In an article published on Monday by The Guardian, columnist Jonathan Jones, who writes on art for the British newspaper, expresses the opinion that the Parthenon Marbles are the world’s most beautiful art and explains why they should be given back to Greece.
After a recent trip to Athens the columnist is convinced that the beautiful sculptures demand a proper setting and that the Acropolis Museum is that place.
Jonathan Jones poses the following questions to his readers: What can you do with the world’s most beautiful art? Where does it belong? How should it be cared for and displayed?
The art in question is the array of sculpture created in Athens in the 5th century BC to decorate the Parthenon, the temple to Athena that still, today, dominates the skyline of the Greek capital, he explains.
The columnist believes that, in order to get to the just, right, sensible answer to the question “Where do the Parthenon sculptures really belong?” one has to take into consideration that this is the world’s most beautiful art, with only a handful of rivals in the highest rank of artistic achievement, such as the works of Leonardo da Vinci and Michelangelo.

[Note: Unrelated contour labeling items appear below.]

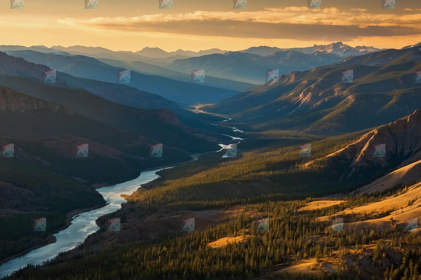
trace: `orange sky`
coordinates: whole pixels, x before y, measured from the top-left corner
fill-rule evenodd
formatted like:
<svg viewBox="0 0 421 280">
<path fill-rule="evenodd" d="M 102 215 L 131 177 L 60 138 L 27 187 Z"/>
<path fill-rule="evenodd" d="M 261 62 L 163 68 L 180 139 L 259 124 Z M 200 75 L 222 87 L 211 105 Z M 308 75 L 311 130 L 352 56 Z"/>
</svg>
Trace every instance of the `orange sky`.
<svg viewBox="0 0 421 280">
<path fill-rule="evenodd" d="M 7 1 L 2 2 L 0 44 L 80 45 L 134 51 L 158 47 L 171 51 L 337 41 L 399 48 L 421 41 L 421 2 L 415 1 L 393 10 L 381 9 L 379 1 L 360 0 L 352 6 L 322 0 L 322 8 L 317 10 L 308 9 L 306 0 L 285 0 L 283 5 L 279 1 L 248 0 L 247 8 L 242 10 L 233 10 L 229 0 L 203 1 L 205 5 L 173 0 L 173 8 L 165 10 L 157 9 L 158 0 L 146 4 L 129 0 L 124 2 L 128 5 L 99 1 L 98 9 L 88 10 L 83 8 L 83 0 L 25 0 L 21 9 L 10 9 Z"/>
</svg>

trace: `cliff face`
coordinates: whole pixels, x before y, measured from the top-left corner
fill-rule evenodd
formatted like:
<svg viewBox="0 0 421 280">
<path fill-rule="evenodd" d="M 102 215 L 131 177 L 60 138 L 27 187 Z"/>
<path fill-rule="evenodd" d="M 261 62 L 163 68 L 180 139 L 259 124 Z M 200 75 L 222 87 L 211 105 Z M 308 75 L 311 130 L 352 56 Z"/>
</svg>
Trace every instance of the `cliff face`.
<svg viewBox="0 0 421 280">
<path fill-rule="evenodd" d="M 49 69 L 48 66 L 29 62 L 22 58 L 8 55 L 3 52 L 0 52 L 0 75 L 5 76 L 36 77 L 41 79 L 43 70 Z"/>
<path fill-rule="evenodd" d="M 64 112 L 69 115 L 73 111 L 69 108 L 53 102 L 48 102 L 0 86 L 0 112 L 22 113 L 27 110 L 47 110 Z"/>
<path fill-rule="evenodd" d="M 372 156 L 374 146 L 386 144 L 384 157 Z M 349 165 L 342 179 L 358 176 L 373 168 L 393 169 L 421 157 L 421 110 L 362 136 L 357 141 L 326 156 L 328 160 Z"/>
</svg>

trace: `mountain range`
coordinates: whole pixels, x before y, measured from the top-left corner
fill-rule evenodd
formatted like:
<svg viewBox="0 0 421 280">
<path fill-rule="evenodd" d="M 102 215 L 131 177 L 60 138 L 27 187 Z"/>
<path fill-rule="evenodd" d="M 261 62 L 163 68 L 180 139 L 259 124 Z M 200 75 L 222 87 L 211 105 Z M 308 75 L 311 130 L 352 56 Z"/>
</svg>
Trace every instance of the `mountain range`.
<svg viewBox="0 0 421 280">
<path fill-rule="evenodd" d="M 282 75 L 277 84 L 245 91 L 204 111 L 253 123 L 259 130 L 298 129 L 322 135 L 357 131 L 392 122 L 421 106 L 414 69 L 418 47 L 350 57 L 328 66 Z M 341 70 L 353 70 L 352 83 Z"/>
</svg>

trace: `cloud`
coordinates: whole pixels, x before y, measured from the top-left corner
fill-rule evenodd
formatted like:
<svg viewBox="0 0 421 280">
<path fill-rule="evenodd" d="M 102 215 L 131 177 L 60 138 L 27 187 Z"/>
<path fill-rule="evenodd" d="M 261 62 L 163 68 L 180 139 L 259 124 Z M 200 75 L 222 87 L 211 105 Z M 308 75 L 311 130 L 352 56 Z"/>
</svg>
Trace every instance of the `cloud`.
<svg viewBox="0 0 421 280">
<path fill-rule="evenodd" d="M 133 17 L 67 18 L 62 24 L 127 34 L 161 32 L 174 34 L 347 41 L 361 37 L 421 34 L 421 13 L 371 13 L 336 8 L 309 10 L 306 6 L 265 8 L 257 11 L 207 11 L 159 13 Z"/>
</svg>

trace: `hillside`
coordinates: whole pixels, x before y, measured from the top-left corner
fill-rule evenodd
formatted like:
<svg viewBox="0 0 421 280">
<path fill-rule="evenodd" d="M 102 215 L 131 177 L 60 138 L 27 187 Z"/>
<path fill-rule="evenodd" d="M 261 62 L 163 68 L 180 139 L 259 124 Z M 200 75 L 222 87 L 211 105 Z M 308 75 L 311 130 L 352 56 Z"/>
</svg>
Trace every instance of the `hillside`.
<svg viewBox="0 0 421 280">
<path fill-rule="evenodd" d="M 260 131 L 295 128 L 329 135 L 384 124 L 421 106 L 419 87 L 413 83 L 413 69 L 421 66 L 420 52 L 418 48 L 396 52 L 398 58 L 383 66 L 334 64 L 293 72 L 277 85 L 250 89 L 202 109 L 254 123 Z M 338 82 L 344 69 L 353 69 L 352 84 Z"/>
<path fill-rule="evenodd" d="M 421 141 L 416 134 L 420 114 L 418 110 L 368 133 L 312 142 L 316 159 L 304 164 L 296 161 L 296 148 L 271 147 L 243 152 L 233 160 L 203 156 L 163 170 L 161 178 L 127 196 L 128 203 L 114 214 L 124 217 L 125 229 L 118 235 L 96 232 L 43 269 L 29 267 L 8 279 L 70 279 L 64 272 L 77 267 L 72 276 L 83 278 L 95 272 L 96 279 L 105 275 L 151 279 L 162 275 L 350 280 L 356 275 L 364 279 L 384 275 L 417 279 L 416 264 L 421 255 L 414 248 L 421 236 L 419 230 L 404 229 L 405 219 L 421 217 L 419 182 L 398 184 L 372 195 L 364 193 L 367 187 L 363 187 L 356 195 L 341 195 L 338 201 L 290 199 L 346 190 L 345 182 L 329 172 L 338 167 L 337 164 L 325 160 L 341 155 L 347 164 L 356 162 L 361 157 L 354 156 L 350 150 L 365 151 L 370 141 L 381 140 L 385 131 L 394 137 L 395 158 L 402 161 L 396 172 L 402 173 L 405 166 L 416 168 L 418 162 L 410 163 L 408 158 L 413 157 L 408 156 L 416 153 Z M 408 145 L 406 137 L 412 139 Z M 393 157 L 391 149 L 385 161 Z M 330 164 L 329 168 L 317 164 L 317 161 Z M 378 167 L 365 162 L 365 167 Z M 358 175 L 369 172 L 355 169 L 346 181 L 358 181 Z M 331 185 L 334 180 L 336 184 Z M 357 185 L 351 184 L 348 190 Z M 188 235 L 180 232 L 183 217 L 195 219 L 195 230 Z M 269 219 L 267 231 L 256 230 L 256 219 L 261 217 Z M 332 220 L 338 217 L 343 218 L 343 230 L 336 231 Z M 103 227 L 106 222 L 104 217 L 97 221 Z M 123 262 L 125 266 L 118 265 Z M 204 266 L 210 270 L 201 269 Z"/>
<path fill-rule="evenodd" d="M 117 82 L 117 70 L 121 69 L 84 55 L 65 55 L 30 50 L 5 51 L 12 56 L 48 65 L 52 69 L 76 77 L 109 83 Z M 187 77 L 190 77 L 191 70 L 189 70 Z M 143 92 L 159 95 L 172 101 L 187 104 L 216 102 L 238 93 L 235 90 L 209 86 L 206 81 L 203 85 L 197 85 L 159 76 L 145 75 L 134 70 L 131 71 L 129 85 Z"/>
</svg>

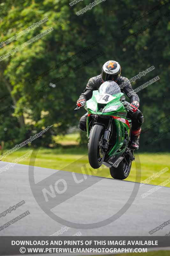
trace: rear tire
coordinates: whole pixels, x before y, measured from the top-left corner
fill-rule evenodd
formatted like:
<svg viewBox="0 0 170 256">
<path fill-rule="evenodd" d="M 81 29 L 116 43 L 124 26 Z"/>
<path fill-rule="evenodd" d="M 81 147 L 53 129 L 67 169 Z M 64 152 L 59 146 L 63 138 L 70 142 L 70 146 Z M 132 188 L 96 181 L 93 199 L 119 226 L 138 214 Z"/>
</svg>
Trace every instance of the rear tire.
<svg viewBox="0 0 170 256">
<path fill-rule="evenodd" d="M 88 150 L 90 164 L 94 169 L 97 169 L 102 164 L 105 152 L 101 148 L 105 133 L 103 125 L 95 124 L 90 132 Z"/>
<path fill-rule="evenodd" d="M 129 157 L 130 157 L 129 156 Z M 129 165 L 123 159 L 117 168 L 113 167 L 110 168 L 110 173 L 112 178 L 118 180 L 124 180 L 129 176 L 132 163 L 131 160 L 129 160 Z"/>
</svg>

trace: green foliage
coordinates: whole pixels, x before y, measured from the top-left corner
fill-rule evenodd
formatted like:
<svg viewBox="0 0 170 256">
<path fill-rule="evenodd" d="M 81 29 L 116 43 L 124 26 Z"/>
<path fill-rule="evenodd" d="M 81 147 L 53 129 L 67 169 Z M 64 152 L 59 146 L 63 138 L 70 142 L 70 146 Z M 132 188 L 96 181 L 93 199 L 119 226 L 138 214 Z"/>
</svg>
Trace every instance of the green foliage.
<svg viewBox="0 0 170 256">
<path fill-rule="evenodd" d="M 48 20 L 0 48 L 0 56 L 15 49 L 20 50 L 0 62 L 0 109 L 13 106 L 0 116 L 0 140 L 11 147 L 22 142 L 48 125 L 55 124 L 48 135 L 34 141 L 33 145 L 48 146 L 53 135 L 64 134 L 78 124 L 81 111 L 74 109 L 79 94 L 89 78 L 101 72 L 109 59 L 117 60 L 122 75 L 129 79 L 152 65 L 155 69 L 134 83 L 134 89 L 159 76 L 160 80 L 138 93 L 140 108 L 145 118 L 145 127 L 170 113 L 168 90 L 170 69 L 170 22 L 167 14 L 169 4 L 135 22 L 124 29 L 121 27 L 159 4 L 158 0 L 120 0 L 113 4 L 107 0 L 77 16 L 77 12 L 92 2 L 84 1 L 71 7 L 69 0 L 6 0 L 0 4 L 0 42 L 9 39 L 33 23 L 48 17 Z M 165 2 L 165 1 L 164 1 Z M 162 2 L 161 2 L 161 3 Z M 163 3 L 163 2 L 162 2 Z M 154 22 L 135 38 L 129 36 Z M 22 48 L 22 44 L 52 28 L 53 30 Z M 99 44 L 85 53 L 30 84 L 29 81 L 43 72 L 99 41 Z M 105 55 L 77 72 L 72 69 L 101 51 Z M 64 74 L 66 77 L 44 91 L 36 91 Z M 45 114 L 42 114 L 42 113 Z M 146 147 L 145 141 L 168 127 L 167 121 L 141 136 L 143 150 L 167 150 L 169 133 Z M 32 135 L 31 135 L 32 136 Z M 44 135 L 43 135 L 44 136 Z"/>
</svg>

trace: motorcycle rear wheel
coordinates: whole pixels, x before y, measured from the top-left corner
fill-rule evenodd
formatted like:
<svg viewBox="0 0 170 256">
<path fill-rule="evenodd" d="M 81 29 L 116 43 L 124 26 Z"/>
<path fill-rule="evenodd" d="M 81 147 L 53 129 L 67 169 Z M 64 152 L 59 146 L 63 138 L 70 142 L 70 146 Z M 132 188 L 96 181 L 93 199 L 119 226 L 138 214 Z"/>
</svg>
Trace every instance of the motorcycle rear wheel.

“But the sculptures of the Parthenon were created 2,000 years before the masterpieces of the Renaissance. They have a life, energy, calm and grandeur all their own. The figures of reclining goddesses from the east pediment, for instance, are daunting yet yielding syntheses of mass and grace that are more like dreams than objects. The veins that throb on the horse-flanks of a centaur; the pathos of animals lowing at the sky as they are led to be sacrificed; such details add up to a consummate beauty that is, I repeat, rivaled only by the greatest art of the Renaissance,” says Mr. Jones.
The article goes on to explain the reasons why this beautiful art should be returned to its home.
“The sad truth is that in the British Museum, the Parthenon sculptures are not experienced at their best. For one thing, they’re shown in a grey, neoclassical hall whose stone walls don’t contrast enough with these stone artworks – it is a deathly space that mutes the greatest Greek art instead of illuminating it,” he states.
Greece, on the other hand, has already built a superb modern museum that it makes it easy to see how the sculptures fitted on the building, and how they work as an ensemble. It also has one advantage the British museum can never rival: you can look from the sculptures to the museum’s glass wall and see the Parthenon itself, making a sensual connection between the art and its architectural home.
The articles concludes by underlining that Greece has proved it loves this art and sees it for what it is. It is Greece, and not the British Museum, that deserves to be custodian of the world’s greatest art, for the world. And for art.